After walking along the beach I got the unmistakeable smell of fresh fish, so I was instantly hungry.  We decided to go in search of a restaurant to get some lunch.  I already knew what I was going to have; moules marinières.  Yum yum.

We found a nice little café tucked away, ordered another beer each and I enjoyed my fresh mussels with crusty bread, while Trevor had some lasagne and chips (!)  I absolutely cannot resist a good dish of moules marinières; in fact I’m a dab hand at making my own.  The recipe is as follows:

INGREDIENTS (serves 1):
1kg of live mussels, well scrubbed and rinsed in cold water.  The mussels should be live; discard any that do not close when sharply tapped.
1 shallot or small white onion
1 clove garlic, crushed
125ml of dry white wine (Muscadet is ideal)
Pinch of chopped fresh coriander
Sea salt and fresh black pepper
Dollop of soured cream

METHOD:
Finely chop the shallot or onion and add, with the crushed garlic, to a pan in which you’ve heated 1sp of olive oil.  Cook the onion until soft, then add the coriander, white wine, salt and pepper.  Allow the liquid to come to the boil, then add in the mussels.  Put the lid on the pan tightly and allow the mussels to cook in the liquid and their own steam – you only need to cook them long enough for them to open.  Discard any mussels that don’t open.  Add the sour cream and mix well.   Serve with fresh crusty bread and a very cold glass of dry white wine!  Delicious.

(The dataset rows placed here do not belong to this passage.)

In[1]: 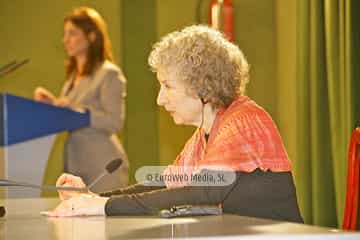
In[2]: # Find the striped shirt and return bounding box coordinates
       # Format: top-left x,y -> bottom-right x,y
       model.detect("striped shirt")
164,96 -> 291,187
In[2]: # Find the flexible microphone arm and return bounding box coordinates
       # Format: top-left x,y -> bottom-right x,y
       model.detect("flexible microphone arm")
0,158 -> 122,192
0,58 -> 30,77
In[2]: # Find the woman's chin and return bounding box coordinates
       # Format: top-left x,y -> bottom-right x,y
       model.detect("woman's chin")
171,115 -> 184,125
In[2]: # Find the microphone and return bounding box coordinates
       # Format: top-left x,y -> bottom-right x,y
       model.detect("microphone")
87,158 -> 122,190
0,158 -> 122,192
0,60 -> 16,72
0,58 -> 30,77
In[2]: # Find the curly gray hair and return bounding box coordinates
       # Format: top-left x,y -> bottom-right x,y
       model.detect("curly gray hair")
148,25 -> 249,107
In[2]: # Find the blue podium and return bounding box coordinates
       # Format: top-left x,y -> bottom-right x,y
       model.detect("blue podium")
0,94 -> 90,197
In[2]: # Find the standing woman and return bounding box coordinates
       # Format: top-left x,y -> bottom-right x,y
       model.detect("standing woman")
34,7 -> 129,192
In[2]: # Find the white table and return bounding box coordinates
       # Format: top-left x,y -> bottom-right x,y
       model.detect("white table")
0,198 -> 360,240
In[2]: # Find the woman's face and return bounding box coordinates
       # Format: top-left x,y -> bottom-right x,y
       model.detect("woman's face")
157,67 -> 203,126
63,21 -> 90,57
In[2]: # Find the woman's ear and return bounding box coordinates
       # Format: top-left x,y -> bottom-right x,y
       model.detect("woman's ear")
88,32 -> 96,43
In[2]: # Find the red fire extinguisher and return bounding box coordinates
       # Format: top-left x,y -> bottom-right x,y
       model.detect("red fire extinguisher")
209,0 -> 234,41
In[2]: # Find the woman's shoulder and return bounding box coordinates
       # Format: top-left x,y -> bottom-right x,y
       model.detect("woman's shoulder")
99,60 -> 121,73
219,96 -> 273,131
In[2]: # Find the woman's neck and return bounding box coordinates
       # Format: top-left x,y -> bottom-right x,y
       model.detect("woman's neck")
76,55 -> 87,75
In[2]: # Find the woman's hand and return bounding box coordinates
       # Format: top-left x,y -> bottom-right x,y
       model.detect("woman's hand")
34,87 -> 56,104
56,173 -> 90,200
42,194 -> 109,217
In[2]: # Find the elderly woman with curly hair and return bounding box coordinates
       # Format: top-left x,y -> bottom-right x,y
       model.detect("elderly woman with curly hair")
45,26 -> 303,222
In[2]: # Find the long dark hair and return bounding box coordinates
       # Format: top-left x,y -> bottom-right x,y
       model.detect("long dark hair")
64,7 -> 113,77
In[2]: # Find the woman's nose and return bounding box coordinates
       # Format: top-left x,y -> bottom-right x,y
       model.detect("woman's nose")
156,86 -> 166,106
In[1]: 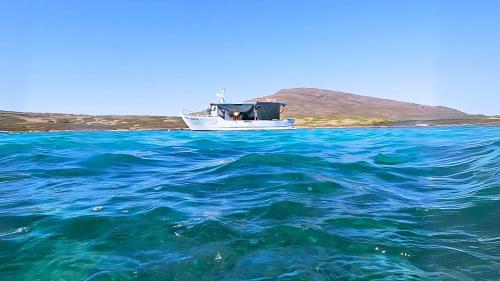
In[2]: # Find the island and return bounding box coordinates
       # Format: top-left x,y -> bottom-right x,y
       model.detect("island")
0,88 -> 500,132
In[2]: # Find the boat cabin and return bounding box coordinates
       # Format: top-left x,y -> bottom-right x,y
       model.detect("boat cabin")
210,101 -> 286,120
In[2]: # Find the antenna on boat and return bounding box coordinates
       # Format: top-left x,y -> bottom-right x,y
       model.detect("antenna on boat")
215,88 -> 226,103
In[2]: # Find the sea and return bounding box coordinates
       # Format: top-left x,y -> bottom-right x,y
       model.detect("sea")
0,126 -> 500,280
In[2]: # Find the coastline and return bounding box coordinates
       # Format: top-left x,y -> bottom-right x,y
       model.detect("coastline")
0,111 -> 500,133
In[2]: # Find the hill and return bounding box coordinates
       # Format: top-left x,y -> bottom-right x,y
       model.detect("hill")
0,88 -> 500,132
260,88 -> 498,127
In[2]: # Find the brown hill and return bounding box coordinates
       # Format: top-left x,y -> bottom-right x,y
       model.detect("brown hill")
250,88 -> 476,127
264,88 -> 468,121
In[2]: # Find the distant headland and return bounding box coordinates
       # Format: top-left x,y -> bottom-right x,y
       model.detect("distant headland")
0,88 -> 500,132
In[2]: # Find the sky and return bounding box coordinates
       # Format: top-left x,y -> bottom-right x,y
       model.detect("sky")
0,0 -> 500,115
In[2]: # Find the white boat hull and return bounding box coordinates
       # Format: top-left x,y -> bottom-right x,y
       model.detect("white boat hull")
181,114 -> 295,131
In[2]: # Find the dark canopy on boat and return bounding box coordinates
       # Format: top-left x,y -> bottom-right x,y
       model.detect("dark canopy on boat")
211,101 -> 286,120
217,103 -> 255,113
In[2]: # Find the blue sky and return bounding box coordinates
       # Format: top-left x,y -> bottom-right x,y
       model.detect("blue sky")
0,0 -> 500,115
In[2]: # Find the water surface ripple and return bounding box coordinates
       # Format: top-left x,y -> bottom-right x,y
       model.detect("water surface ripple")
0,127 -> 500,280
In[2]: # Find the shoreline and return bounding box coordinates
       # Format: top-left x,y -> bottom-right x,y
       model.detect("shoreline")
0,123 -> 500,134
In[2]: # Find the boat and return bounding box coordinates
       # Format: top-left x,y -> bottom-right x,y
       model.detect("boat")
181,91 -> 295,131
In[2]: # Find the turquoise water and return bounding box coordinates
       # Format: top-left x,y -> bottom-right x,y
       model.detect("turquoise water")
0,127 -> 500,280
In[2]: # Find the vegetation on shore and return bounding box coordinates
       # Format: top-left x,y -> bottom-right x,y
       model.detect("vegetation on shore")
0,88 -> 500,132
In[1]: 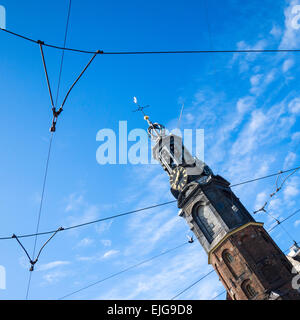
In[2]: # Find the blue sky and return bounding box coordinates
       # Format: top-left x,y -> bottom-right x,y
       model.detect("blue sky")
0,0 -> 300,299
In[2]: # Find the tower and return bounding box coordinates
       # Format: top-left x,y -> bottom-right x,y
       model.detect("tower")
144,115 -> 300,300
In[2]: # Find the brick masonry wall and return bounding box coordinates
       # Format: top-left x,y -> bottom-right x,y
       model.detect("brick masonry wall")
210,225 -> 300,300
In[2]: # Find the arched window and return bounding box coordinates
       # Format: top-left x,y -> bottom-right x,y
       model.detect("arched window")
246,284 -> 256,298
193,205 -> 219,243
222,249 -> 237,279
242,279 -> 257,299
223,251 -> 234,263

After lunch we decided to go back to the ship for a spot of sunbathing or just relaxing, as it was such a hot day.

Back on board we spent a relaxing couple of hours up on deck before getting ready for dinner.  Tonight they were putting on a barbecue and deck party under the stars, as well as showing the Manchester United v Barcelona match for the many British people on board.

The food was spectacularly arranged, the centrepiece being a huge ice sculpture in the shape of a seahorse.  There was sizzling steak, pork, sausages, as well as a magnificent array of seafood, cold meats, vegetables and salads.  We were really spoilt for choice.

We loaded our plates then managed to get a seat in the prime position for viewing the footie on a TV screen they had erected on the deck especially.  Waiters came often to fill our wine glasses with the free house white, and at the other end of the deck a live band played.  The clear skies deepened to an indigo blue, then black as the stars came out and shone brilliantly.  It was a lovely night.

At around 11.00pm the Journey weighed anchor and sailed off into the night.  Tomorrow we were due to arrive in Monte Carlo, Monaco.